Fashion Week de New York : Carlos Campos, la réussite de l'enfant du Honduras
"Je suis l'exemple parfait du rêve américain, quelqu'un venu ici, dans ce pays, sans penser pouvoir réussir tant de choses. Je suis un rêveur et je le serai toujours", a indiqué Carlos Campos à l'AFP le 6 février, juste avant son défilé. Son show reflétait son esthétique minimaliste, avec des mannequins de toutes les races, surtout des hommes mais aussi quelques femmes, portant capes, boléros, chemises bouffantes, inspirées des mariachis mexicains.

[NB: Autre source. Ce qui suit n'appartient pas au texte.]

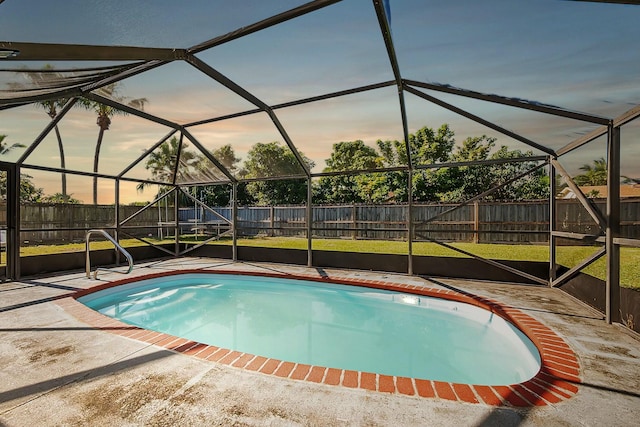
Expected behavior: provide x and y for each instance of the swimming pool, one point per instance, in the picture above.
(332, 325)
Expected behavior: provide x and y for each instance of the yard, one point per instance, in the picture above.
(568, 256)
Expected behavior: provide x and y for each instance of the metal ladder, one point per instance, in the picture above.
(116, 244)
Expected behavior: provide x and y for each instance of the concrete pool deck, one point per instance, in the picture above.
(59, 370)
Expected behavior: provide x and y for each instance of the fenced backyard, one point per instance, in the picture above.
(479, 222)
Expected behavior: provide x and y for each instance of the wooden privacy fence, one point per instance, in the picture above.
(482, 222)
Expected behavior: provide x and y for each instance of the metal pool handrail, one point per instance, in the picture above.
(116, 244)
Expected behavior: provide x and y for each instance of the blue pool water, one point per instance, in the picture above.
(330, 325)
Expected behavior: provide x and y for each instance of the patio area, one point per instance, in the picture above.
(58, 370)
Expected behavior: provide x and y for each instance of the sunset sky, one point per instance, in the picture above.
(581, 56)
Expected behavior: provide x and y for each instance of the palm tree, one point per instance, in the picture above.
(593, 175)
(103, 121)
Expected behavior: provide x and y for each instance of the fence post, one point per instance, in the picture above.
(309, 223)
(552, 224)
(354, 222)
(613, 225)
(271, 221)
(234, 223)
(476, 221)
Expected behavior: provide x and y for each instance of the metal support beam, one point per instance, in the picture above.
(52, 124)
(410, 222)
(575, 270)
(309, 223)
(613, 225)
(552, 224)
(77, 52)
(261, 25)
(208, 155)
(133, 111)
(513, 102)
(117, 218)
(234, 209)
(592, 210)
(13, 221)
(480, 120)
(176, 166)
(147, 152)
(176, 212)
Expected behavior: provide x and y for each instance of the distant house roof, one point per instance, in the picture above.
(600, 191)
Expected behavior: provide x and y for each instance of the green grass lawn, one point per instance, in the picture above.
(568, 256)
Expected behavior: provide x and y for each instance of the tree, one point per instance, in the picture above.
(349, 156)
(465, 182)
(103, 121)
(220, 195)
(428, 146)
(595, 174)
(273, 160)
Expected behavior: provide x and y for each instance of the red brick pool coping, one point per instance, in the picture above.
(557, 379)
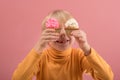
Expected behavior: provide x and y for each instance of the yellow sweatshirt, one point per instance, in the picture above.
(65, 65)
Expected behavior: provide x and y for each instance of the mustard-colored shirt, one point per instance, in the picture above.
(62, 65)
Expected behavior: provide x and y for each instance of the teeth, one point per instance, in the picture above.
(62, 41)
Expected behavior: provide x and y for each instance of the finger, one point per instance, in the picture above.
(50, 38)
(52, 34)
(49, 30)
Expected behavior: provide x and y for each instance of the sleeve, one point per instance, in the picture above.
(96, 66)
(28, 67)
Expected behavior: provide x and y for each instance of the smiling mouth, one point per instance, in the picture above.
(62, 41)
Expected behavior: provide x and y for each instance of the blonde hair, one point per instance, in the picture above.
(61, 15)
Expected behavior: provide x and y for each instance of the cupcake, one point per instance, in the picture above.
(53, 24)
(71, 25)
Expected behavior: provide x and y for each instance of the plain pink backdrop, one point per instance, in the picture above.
(20, 22)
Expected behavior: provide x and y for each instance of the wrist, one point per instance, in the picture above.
(86, 48)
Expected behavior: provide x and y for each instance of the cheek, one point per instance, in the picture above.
(72, 39)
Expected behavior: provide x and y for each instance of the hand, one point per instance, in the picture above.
(81, 38)
(48, 35)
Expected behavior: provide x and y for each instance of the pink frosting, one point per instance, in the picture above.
(52, 23)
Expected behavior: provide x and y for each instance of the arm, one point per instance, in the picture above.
(28, 67)
(91, 62)
(96, 66)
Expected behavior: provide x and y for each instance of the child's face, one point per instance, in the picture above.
(64, 42)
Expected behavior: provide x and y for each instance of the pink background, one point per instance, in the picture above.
(20, 22)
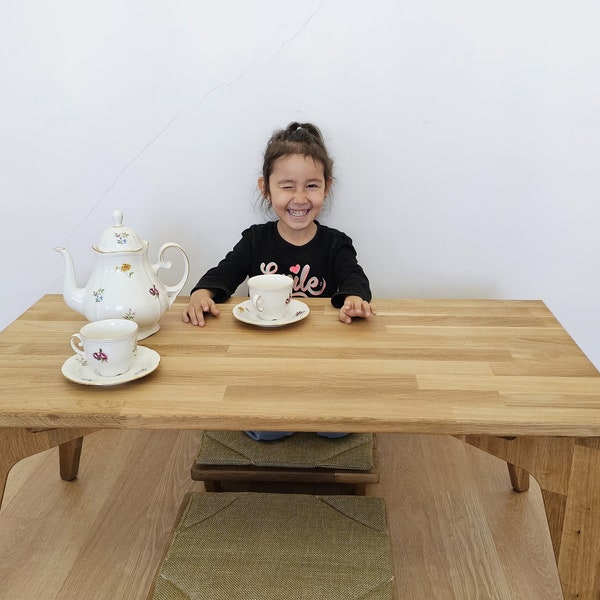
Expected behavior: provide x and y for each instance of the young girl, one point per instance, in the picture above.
(296, 178)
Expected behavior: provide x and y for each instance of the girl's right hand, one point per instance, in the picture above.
(200, 302)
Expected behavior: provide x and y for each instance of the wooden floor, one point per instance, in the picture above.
(459, 530)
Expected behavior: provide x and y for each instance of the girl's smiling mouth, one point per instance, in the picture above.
(298, 213)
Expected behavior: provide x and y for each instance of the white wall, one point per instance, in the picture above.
(466, 136)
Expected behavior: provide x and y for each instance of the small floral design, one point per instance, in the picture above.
(121, 238)
(125, 268)
(98, 294)
(101, 356)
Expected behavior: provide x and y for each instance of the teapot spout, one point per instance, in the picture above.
(72, 294)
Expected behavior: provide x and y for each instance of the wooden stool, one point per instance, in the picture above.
(293, 464)
(232, 545)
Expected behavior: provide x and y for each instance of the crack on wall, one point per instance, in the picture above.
(186, 110)
(310, 18)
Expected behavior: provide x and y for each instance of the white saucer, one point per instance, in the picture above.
(77, 369)
(294, 311)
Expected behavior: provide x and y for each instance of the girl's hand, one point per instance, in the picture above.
(200, 302)
(355, 306)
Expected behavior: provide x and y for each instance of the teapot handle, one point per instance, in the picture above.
(172, 290)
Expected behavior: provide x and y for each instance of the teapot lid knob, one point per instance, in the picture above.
(119, 238)
(117, 218)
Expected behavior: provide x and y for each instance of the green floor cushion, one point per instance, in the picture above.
(252, 546)
(302, 450)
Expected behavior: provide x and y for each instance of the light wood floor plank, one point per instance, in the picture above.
(459, 531)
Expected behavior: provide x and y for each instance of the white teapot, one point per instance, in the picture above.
(123, 283)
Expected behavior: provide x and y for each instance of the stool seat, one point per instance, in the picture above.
(348, 463)
(277, 547)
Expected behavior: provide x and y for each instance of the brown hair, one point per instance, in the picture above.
(297, 138)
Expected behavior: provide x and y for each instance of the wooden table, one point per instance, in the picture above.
(503, 375)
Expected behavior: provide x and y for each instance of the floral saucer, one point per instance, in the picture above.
(76, 369)
(294, 311)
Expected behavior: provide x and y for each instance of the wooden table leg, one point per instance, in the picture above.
(69, 454)
(17, 443)
(568, 471)
(519, 478)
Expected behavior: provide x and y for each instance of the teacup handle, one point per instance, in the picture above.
(257, 302)
(77, 344)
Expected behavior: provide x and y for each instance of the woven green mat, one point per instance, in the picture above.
(302, 450)
(249, 546)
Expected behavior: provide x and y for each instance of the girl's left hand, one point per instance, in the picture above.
(355, 306)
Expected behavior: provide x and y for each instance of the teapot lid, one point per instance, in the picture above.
(119, 238)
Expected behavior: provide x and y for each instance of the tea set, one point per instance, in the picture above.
(124, 300)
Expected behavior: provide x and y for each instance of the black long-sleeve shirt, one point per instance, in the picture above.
(326, 266)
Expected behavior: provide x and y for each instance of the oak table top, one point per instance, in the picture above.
(504, 375)
(494, 367)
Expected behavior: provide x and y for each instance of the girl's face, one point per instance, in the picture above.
(297, 190)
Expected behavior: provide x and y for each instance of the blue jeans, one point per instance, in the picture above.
(277, 435)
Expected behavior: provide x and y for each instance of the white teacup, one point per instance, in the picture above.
(108, 346)
(270, 295)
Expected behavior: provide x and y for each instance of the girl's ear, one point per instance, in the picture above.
(262, 187)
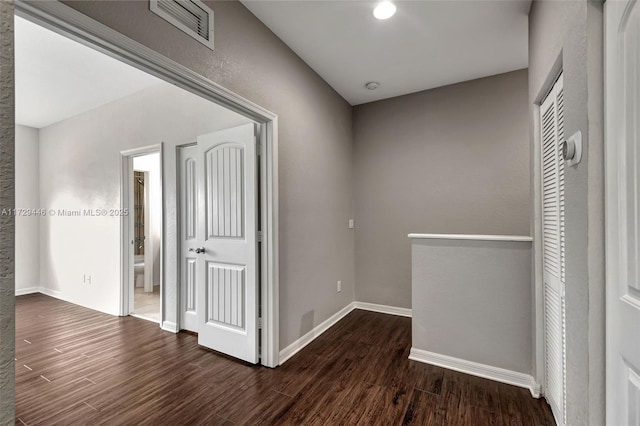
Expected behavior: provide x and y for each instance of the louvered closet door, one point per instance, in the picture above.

Carlos Campos n'était pas éligible pour le programme "Daca", qui depuis 2012 protége de l'expulsion 700.000 immigrés arrivés aux Etats-Unis enfants, et dont le président Trump a annoncé la fin au 5 mars, mais le créateur a obtenu malgré tout sa naturalisation. "Je compatis avec eux parce que j'ai été dans cette situation pendant des années, je sais ce que c'est que de ne pas pouvoir voyager (faute de papiers), d'avoir le désir de s'épanouir mais d'être limité non par manque de capacité, d'intelligence ou d'éducation mais uniquement parce que tu es marqué au fer rouge." "C'est très triste de les voir dans cette situation. Nous méritons tous une chance", a-t-il ajouté.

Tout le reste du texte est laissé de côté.